She died June 24 in Nashville at the age 110.

At General Conference 2012 in Tampa, Florida, delegates greeted her with a standing ovation. She was 106 at the time.

“It’s always good to see the interest people have in the church and what they want the church to be,” she told United Methodist Communications shortly afterward. “That fills my spirit.”

Altogether, she attended 18 of the denomination’s top lawmaking assemblies.

“She loved the Lord, and loved her church because of her love of the Lord,” said her son, the Rev. Riley Short, a longtime pastor in Florida.

“She always thought the business of the church was her business,” he said with a chuckle.

Retired Bishop Charlene Kammerer, the first woman elected bishop in the Southeastern Jurisdiction, described Short as “a wonderful and great ambassador for the church throughout her life.”

She routinely went to gatherings of the Council of Bishops, the Southeastern Jurisdiction and the Tennessee Annual Conference. Short also took on the responsibility of welcoming new bishops and their spouses.

“Sometimes we tend to talk about the bishops and not their spouses, but Mrs. Short had a ministry all her own,” said Louisville (Kentucky) Area Bishop Lindsey Davis, who met Mrs. Short and her husband when he was a teen Methodist youth leader in Kentucky. Davis plans to officiate at her memorial service in Louisville.

He noted that his wife, Jennifer, once introduced Short as the “Queen Mother of Methodism in the Southeastern Jurisdiction.” It was a title Short liked, he said.

“She was well-known as a teacher and a speaker all on her own,” Davis said. “She wasn’t overshadowed by Bishop Short.”

Commitment to ministry

Short credited her husband of 68 years with getting her interested in church governance. They met while he was in seminary and she was a student at the University of Louisville in Kentucky. They married in 1926 and had three sons. Her husband’s ministry set their path.

He served as a pastor, a district superintendent and editor of “The Upper Room,” the internationally distributed devotional guide, before being elected bishop in 1948. He led church members in Florida, Cuba, Tennessee and Kentucky before retiring in 1972 ─ four years after the formation of The United Methodist Church. For more than a decade, he also was secretary of Council of Bishops. He also briefly was an interim bishop in the Philippines.

Through her husband’s many travels as bishop, Short often accompanied him and helped with missionary work. She made friends from all walks of life.

“She loved everybody,” her son said. “She accepted you for who you were, and I think it had to do with her Christian faith. She believed the love of Christ was for everyone.”

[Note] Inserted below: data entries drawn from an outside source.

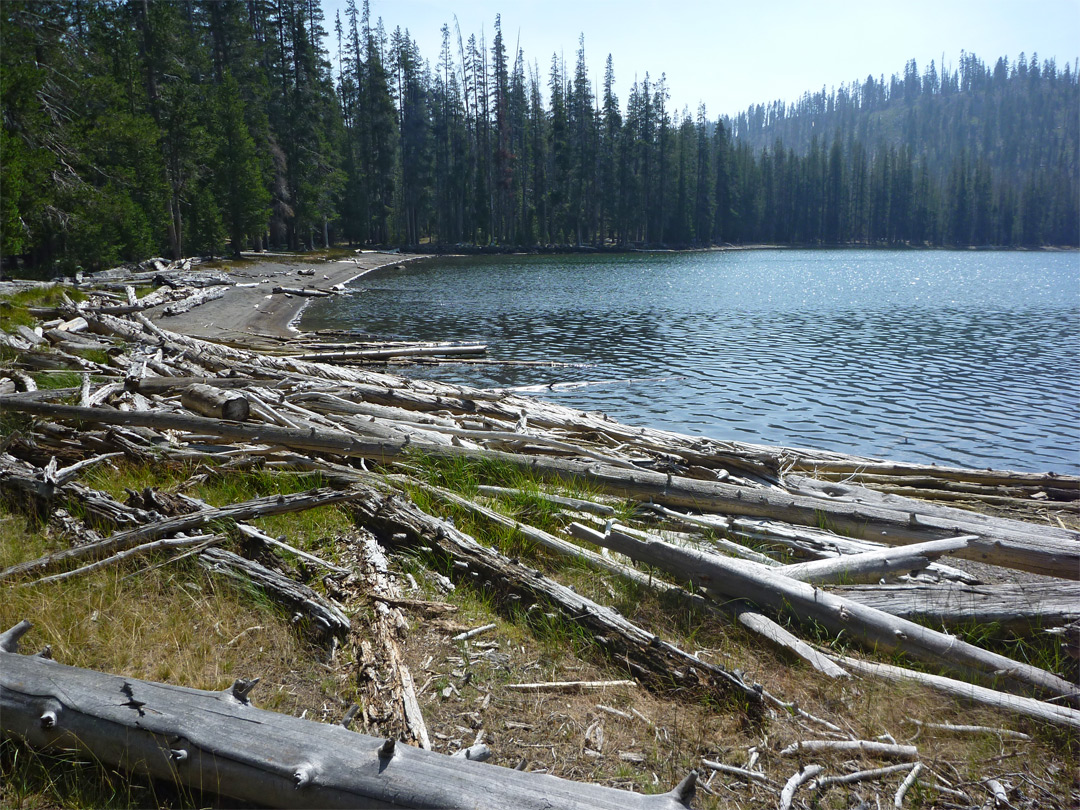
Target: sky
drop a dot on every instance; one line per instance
(730, 55)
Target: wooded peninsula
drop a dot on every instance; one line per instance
(140, 129)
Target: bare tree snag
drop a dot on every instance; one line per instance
(219, 742)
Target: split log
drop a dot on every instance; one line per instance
(742, 579)
(219, 742)
(1026, 547)
(300, 601)
(1015, 605)
(655, 661)
(388, 624)
(214, 403)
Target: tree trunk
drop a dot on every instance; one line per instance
(219, 742)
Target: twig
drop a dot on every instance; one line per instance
(805, 774)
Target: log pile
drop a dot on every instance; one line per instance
(854, 547)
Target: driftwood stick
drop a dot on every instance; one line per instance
(473, 633)
(567, 687)
(218, 741)
(166, 543)
(898, 800)
(859, 746)
(1028, 706)
(734, 771)
(768, 629)
(971, 729)
(279, 543)
(743, 579)
(800, 778)
(257, 508)
(873, 565)
(847, 779)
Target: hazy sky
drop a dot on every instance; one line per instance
(732, 54)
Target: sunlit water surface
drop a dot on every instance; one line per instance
(955, 358)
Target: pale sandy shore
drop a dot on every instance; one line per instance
(250, 309)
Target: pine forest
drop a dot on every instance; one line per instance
(204, 127)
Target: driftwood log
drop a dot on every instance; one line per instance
(219, 742)
(1025, 547)
(726, 577)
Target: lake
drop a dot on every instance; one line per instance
(967, 359)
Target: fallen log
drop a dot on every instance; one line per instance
(211, 402)
(742, 579)
(1028, 706)
(1012, 543)
(1018, 605)
(257, 508)
(872, 565)
(219, 742)
(399, 522)
(300, 601)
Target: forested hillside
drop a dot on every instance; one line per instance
(145, 127)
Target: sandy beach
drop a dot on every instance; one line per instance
(250, 308)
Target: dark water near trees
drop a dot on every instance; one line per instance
(955, 358)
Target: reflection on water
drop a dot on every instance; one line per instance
(967, 359)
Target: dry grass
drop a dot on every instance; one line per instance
(179, 624)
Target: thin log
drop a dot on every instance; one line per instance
(898, 800)
(869, 747)
(166, 543)
(1028, 706)
(873, 565)
(661, 664)
(219, 742)
(256, 508)
(1016, 605)
(866, 775)
(743, 579)
(298, 598)
(765, 626)
(799, 778)
(570, 687)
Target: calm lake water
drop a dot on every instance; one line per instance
(956, 358)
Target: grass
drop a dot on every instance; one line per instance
(14, 309)
(180, 624)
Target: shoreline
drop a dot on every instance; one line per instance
(250, 310)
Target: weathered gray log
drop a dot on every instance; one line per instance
(1026, 547)
(1016, 605)
(388, 624)
(259, 507)
(872, 565)
(1028, 706)
(300, 601)
(765, 626)
(743, 579)
(219, 742)
(214, 403)
(399, 522)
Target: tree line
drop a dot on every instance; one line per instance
(145, 127)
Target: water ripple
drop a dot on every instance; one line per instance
(963, 359)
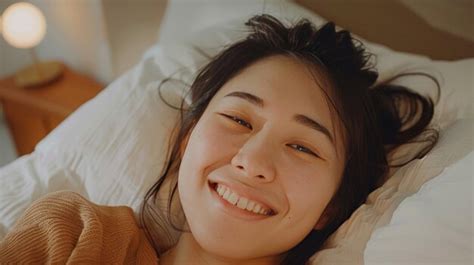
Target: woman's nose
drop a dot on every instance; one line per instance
(256, 159)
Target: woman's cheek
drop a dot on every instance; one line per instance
(211, 141)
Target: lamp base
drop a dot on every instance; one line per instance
(38, 74)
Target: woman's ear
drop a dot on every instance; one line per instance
(323, 220)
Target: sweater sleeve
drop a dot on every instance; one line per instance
(65, 228)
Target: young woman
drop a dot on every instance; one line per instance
(285, 137)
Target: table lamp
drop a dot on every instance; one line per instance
(23, 26)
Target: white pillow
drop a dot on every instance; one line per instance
(347, 244)
(433, 226)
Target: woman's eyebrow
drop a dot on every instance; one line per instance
(300, 118)
(247, 96)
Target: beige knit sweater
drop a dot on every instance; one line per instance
(65, 228)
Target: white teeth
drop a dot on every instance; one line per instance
(241, 202)
(233, 198)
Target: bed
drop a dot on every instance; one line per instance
(112, 148)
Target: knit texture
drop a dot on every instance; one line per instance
(65, 228)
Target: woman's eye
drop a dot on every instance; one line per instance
(303, 149)
(238, 120)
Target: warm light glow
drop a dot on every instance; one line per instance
(23, 25)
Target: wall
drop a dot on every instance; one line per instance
(76, 35)
(436, 28)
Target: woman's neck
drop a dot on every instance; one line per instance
(188, 251)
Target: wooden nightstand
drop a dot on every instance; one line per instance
(31, 113)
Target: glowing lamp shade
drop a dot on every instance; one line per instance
(23, 25)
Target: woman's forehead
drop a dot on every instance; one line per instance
(283, 83)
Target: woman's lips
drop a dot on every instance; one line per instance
(232, 209)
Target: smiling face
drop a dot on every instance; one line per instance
(267, 136)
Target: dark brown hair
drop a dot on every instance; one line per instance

Commitment to living fully

She also was fearless, friends say.

Born the same year ─ 1906 ─ that the Wright brothers patented their airplane, Short made the most of the invention.

Even after her husband died at the age of 92 in 1994, she continued to see the world.

The Tennessean reported that at the age of 90, she rode a camel in the ancient city of Petra. At 95, she walked on the Great Wall of China. At 100, she visited Cambodia to see Angkor Wat. The following year, at 101, she balanced on a surfboard in Costa Rica for a family photo.

“She was quite an adventurer,” said retired Bishop Richard Wills Jr., who will help lead her memorial service in Nashville. “She looked for what God was doing each day and then sought to join God in whatever that activity was.”

Her last trip was to the General Conference 2012. Jo Ann McClain, administrative assistant with the Council of Bishops, greeted her with a wheelchair to take her across a hotel and convention center to the plenary hall.

‘She said, “Jo Ann, I can walk,’” McClain recalled. Short only agreed to be wheeled to the gathering with a reluctant “Fine.”

“We were no sooner in the plenary space than she jumped out of the chair and started greeting people,” McClain said.

A service for Short will be at 3 p.m. CDT Wednesday, July 6, at West End United Methodist Church, 2200 West End Avenue in Nashville. Another service at 3 p.m. EDT Thursday, July 7 at St. Paul United Methodist Church in Louisville, Kentucky.